Understanding water resources and tracking their availability in Yukon can be challenging, given the movement of water through a cycle from the atmosphere to the surface and subsurface of the earth and back again. Frozen water – such as glaciers, permafrost and river ice – play an important role in influencing this cycling. What we can’t see – water underground – is as important as the watersheds that determine surface water flow.

Water Cycle

Water moves constantly through the hydrologic cycle. It condenses in the atmosphere and falls to earth as precipitation. Then it drains across, through and beneath the land, pooling in lakes and oceans. Eventually it evaporates back into the atmosphere where the cycle begins again.

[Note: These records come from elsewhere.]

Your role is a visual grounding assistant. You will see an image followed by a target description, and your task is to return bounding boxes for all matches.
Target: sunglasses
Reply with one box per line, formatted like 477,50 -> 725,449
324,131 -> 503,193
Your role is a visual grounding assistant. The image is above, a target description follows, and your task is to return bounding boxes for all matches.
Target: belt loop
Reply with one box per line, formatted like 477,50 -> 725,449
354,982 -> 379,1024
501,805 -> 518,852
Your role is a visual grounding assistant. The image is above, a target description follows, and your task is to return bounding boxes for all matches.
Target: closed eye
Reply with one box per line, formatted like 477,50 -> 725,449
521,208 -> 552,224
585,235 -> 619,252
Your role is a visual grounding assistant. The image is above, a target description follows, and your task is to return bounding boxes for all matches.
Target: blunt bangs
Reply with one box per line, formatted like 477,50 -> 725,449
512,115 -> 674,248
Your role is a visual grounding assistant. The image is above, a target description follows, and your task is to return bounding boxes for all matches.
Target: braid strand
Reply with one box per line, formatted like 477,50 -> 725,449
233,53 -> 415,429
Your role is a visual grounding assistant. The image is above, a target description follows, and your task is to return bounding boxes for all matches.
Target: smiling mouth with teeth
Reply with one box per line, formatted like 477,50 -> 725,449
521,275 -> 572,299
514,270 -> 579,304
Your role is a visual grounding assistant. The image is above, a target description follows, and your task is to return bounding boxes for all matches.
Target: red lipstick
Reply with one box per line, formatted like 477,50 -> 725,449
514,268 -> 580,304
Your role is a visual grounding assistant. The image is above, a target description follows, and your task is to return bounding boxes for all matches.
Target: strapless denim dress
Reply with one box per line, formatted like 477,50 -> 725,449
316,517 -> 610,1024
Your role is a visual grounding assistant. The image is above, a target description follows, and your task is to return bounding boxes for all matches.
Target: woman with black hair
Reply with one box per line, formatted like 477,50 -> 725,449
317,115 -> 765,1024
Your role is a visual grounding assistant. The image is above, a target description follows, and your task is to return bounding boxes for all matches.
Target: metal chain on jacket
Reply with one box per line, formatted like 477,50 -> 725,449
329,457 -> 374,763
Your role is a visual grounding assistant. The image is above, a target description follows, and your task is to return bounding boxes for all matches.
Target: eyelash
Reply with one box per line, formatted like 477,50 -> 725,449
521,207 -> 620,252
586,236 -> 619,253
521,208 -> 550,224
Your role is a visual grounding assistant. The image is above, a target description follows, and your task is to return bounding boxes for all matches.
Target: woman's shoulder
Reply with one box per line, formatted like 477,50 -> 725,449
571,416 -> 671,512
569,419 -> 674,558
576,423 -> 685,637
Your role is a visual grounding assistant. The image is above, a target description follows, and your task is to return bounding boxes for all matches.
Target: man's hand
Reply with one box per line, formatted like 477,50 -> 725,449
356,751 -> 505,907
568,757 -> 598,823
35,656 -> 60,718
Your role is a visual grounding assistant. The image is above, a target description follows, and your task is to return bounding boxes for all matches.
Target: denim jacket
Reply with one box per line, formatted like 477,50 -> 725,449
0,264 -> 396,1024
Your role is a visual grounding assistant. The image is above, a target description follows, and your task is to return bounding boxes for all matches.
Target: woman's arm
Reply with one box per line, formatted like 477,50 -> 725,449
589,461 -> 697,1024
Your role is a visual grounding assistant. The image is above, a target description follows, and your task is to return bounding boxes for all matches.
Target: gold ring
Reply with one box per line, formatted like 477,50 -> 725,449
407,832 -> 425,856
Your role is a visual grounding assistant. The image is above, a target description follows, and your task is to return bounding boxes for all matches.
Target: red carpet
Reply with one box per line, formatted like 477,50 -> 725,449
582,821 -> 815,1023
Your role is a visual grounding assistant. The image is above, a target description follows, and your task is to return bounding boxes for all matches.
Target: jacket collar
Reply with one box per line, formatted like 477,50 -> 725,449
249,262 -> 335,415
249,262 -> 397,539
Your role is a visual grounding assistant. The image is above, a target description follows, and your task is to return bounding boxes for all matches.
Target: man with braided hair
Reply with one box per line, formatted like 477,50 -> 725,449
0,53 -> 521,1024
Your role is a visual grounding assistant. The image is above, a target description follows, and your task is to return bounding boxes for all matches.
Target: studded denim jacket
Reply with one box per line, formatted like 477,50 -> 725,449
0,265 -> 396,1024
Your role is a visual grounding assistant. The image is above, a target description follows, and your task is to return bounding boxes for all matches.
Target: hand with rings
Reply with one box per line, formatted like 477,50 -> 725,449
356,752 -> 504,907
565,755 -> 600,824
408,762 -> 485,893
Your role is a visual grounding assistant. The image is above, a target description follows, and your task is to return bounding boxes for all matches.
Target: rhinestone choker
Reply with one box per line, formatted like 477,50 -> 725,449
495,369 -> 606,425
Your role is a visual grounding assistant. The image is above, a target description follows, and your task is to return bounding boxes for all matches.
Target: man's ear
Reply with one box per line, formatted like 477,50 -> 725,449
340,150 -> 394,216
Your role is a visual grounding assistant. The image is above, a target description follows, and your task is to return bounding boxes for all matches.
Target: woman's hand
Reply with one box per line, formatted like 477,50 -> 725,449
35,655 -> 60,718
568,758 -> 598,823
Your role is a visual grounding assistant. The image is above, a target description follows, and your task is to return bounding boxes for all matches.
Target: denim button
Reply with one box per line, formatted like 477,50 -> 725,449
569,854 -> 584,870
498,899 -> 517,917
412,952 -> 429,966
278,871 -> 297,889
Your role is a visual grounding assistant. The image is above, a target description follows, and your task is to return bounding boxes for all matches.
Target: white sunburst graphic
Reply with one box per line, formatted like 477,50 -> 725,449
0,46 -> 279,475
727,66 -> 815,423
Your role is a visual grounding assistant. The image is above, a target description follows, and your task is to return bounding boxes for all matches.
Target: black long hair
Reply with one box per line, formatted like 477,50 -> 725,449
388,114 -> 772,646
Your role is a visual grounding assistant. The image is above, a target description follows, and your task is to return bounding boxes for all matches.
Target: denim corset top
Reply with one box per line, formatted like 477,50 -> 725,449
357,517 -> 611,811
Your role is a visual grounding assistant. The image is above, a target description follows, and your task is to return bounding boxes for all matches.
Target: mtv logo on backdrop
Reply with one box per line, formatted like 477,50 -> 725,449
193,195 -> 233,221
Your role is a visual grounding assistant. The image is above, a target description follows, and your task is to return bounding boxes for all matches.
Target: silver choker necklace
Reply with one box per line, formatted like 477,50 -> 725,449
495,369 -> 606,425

Glaciers, Permafrost and River Ice

The cryosphere is the portion of the Earth system that comprises frozen water. This includes snow cover, ice cover on lakes and rivers, glaciers, ice caps and ice sheets, frozen ground (including permafrost), and sea ice. In Yukon, elements of the cryosphere, particularly glaciers, permafrost, and river ice, influence the timing, magnitude, and character of surface water flows.

Groundwater and Aquifers

Groundwater is water located in the spaces between soil particles and in the fractures of rock formations underground. An aquifer is an underground layer holding water that can yield a usable quantity of water. Water enters the ground through infiltration, and flows underground either to be stored in aquifers or to return to the surface through springs, wells or seepage into creeks and other waterbodies.

Watersheds

Six major watersheds drain the territory, each with several tributaries. The major watersheds are the Alsek, Yukon, Porcupine (which drains to the Yukon River in Alaska), Peel (which drains to the Mackenzie Delta), Liard (which drains to the Mackenzie Basin through British Columbia, Alberta and the Northwest Territories), and North Slope.